Here are some simple freehand fitness methods.

Exercise time 15 ~ 18.

Abdominal muscles: sit-ups: exercise waist and abdominal muscles. Sit-ups, feet up, thighs close to the body 90, calves relaxed and crossed, hands on your sides, but don't touch your head. When doing it, lift your abdomen hard, but don't lift it completely. The waist must always stick to the ground, do it 30 times quickly, and do 3 groups to exercise four abdominal muscles. Lie flat on your back, elbows on the ground, feet on the same level, then throw it up hard and retract it when your legs are thrown to the highest point. Repeat 15 times and do 5 groups to exercise the following four abdominal muscles.

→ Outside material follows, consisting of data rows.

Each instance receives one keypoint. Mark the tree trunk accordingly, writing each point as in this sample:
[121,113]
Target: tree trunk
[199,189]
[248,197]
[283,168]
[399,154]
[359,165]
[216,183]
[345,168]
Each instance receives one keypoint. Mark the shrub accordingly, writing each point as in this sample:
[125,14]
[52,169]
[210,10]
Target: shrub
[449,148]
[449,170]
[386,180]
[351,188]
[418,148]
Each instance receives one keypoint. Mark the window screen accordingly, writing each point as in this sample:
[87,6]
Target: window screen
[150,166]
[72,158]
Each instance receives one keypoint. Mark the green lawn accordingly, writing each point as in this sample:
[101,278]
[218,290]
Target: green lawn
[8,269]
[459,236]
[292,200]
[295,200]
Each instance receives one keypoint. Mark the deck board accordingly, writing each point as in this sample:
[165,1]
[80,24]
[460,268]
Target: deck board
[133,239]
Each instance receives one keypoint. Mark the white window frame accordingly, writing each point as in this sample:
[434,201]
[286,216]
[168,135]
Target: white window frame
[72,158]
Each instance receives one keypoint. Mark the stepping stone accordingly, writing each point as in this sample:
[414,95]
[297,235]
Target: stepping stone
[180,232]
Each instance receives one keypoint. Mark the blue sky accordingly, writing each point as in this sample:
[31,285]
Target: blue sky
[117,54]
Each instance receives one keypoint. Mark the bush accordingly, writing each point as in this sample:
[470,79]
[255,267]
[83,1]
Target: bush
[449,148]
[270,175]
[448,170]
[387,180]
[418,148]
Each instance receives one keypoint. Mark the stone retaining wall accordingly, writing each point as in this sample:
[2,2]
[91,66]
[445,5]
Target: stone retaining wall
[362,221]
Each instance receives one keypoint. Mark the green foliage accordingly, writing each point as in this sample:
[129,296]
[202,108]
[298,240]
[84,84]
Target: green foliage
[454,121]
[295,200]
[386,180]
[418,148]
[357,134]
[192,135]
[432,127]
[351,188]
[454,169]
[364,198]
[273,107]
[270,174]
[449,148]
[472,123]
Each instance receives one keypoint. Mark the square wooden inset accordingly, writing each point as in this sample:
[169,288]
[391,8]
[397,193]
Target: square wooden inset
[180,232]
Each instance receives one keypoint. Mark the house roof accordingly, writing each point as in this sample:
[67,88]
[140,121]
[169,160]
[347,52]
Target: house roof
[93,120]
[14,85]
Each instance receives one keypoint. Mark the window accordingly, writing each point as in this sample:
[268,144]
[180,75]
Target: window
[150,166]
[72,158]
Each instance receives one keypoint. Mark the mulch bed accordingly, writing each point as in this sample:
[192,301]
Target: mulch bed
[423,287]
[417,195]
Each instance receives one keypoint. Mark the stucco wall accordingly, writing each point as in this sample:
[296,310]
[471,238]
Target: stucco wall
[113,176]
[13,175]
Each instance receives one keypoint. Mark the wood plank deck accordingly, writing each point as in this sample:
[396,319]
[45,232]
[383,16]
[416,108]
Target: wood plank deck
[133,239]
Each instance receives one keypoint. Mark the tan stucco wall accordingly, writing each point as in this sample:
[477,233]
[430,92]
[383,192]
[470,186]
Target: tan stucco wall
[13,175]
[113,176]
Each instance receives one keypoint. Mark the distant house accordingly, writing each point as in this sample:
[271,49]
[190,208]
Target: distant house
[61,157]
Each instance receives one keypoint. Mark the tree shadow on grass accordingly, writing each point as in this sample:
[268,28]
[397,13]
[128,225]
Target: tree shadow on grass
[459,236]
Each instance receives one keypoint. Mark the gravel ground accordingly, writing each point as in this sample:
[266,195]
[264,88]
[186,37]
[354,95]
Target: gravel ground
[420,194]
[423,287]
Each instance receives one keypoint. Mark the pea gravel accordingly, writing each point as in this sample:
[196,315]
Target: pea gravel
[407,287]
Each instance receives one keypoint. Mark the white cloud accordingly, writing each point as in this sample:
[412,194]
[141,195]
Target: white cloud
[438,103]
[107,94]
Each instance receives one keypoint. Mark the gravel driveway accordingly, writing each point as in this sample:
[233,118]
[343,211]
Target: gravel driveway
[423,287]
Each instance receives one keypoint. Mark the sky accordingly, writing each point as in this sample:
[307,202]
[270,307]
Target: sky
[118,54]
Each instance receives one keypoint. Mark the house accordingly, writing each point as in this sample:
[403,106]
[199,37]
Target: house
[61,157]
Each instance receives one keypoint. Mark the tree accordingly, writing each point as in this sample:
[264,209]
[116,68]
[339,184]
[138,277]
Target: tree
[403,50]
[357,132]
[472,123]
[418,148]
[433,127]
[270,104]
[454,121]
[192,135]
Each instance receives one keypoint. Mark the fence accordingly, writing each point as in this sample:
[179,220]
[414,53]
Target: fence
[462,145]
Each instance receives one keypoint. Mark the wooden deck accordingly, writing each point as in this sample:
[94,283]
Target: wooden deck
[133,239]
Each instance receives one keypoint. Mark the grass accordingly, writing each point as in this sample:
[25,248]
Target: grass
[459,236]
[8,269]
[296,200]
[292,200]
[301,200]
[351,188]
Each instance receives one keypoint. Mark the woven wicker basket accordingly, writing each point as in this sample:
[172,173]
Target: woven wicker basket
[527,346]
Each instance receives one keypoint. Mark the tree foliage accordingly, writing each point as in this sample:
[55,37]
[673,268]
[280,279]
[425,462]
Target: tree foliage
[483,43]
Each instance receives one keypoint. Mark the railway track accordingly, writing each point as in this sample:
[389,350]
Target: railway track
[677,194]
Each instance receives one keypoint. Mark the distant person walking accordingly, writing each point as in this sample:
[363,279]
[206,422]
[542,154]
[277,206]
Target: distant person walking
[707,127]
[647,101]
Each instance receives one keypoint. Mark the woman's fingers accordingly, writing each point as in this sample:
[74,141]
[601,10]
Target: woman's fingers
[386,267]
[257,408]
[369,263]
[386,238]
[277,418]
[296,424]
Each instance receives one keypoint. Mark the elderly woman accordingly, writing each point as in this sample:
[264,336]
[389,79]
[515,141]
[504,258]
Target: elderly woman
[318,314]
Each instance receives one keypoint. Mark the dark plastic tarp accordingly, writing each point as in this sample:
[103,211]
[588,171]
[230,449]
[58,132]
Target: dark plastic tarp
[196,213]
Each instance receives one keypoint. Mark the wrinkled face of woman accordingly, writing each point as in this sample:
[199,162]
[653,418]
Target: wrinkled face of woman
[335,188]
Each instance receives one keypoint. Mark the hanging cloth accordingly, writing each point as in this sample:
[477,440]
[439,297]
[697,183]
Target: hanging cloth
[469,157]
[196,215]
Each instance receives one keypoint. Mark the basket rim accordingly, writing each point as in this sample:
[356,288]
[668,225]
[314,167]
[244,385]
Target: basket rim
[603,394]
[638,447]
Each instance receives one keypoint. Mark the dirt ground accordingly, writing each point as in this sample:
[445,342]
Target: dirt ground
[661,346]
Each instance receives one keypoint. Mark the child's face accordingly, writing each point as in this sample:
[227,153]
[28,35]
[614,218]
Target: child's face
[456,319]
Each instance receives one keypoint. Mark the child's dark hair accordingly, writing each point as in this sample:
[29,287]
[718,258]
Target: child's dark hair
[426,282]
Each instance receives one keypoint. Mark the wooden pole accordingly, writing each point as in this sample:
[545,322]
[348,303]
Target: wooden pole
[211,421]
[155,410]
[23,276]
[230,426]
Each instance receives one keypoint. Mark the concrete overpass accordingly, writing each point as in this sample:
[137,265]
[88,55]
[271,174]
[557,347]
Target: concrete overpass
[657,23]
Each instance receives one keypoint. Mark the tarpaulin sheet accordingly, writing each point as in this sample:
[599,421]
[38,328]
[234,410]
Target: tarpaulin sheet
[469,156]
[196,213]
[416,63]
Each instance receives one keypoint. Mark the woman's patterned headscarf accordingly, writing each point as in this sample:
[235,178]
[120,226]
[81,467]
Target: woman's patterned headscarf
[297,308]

Arm: How do you measure how much you have done when you practice biceps with reverse grip pull-ups? Try to breathe in one breath first, then reduce 2~3 to a group and make 3 groups. Push-ups are better for triceps, and your hands should be narrower than your shoulders, otherwise you should practice elsewhere. When you do it, your elbows will be sandwiched between your sides, 5 groups, 8~ 12 each.

If you have leg muscles, just do some squats every day. Remember to keep your ass down and your back straight when you do it, and jump with your feet immediately after you finish it, which will also help you jump.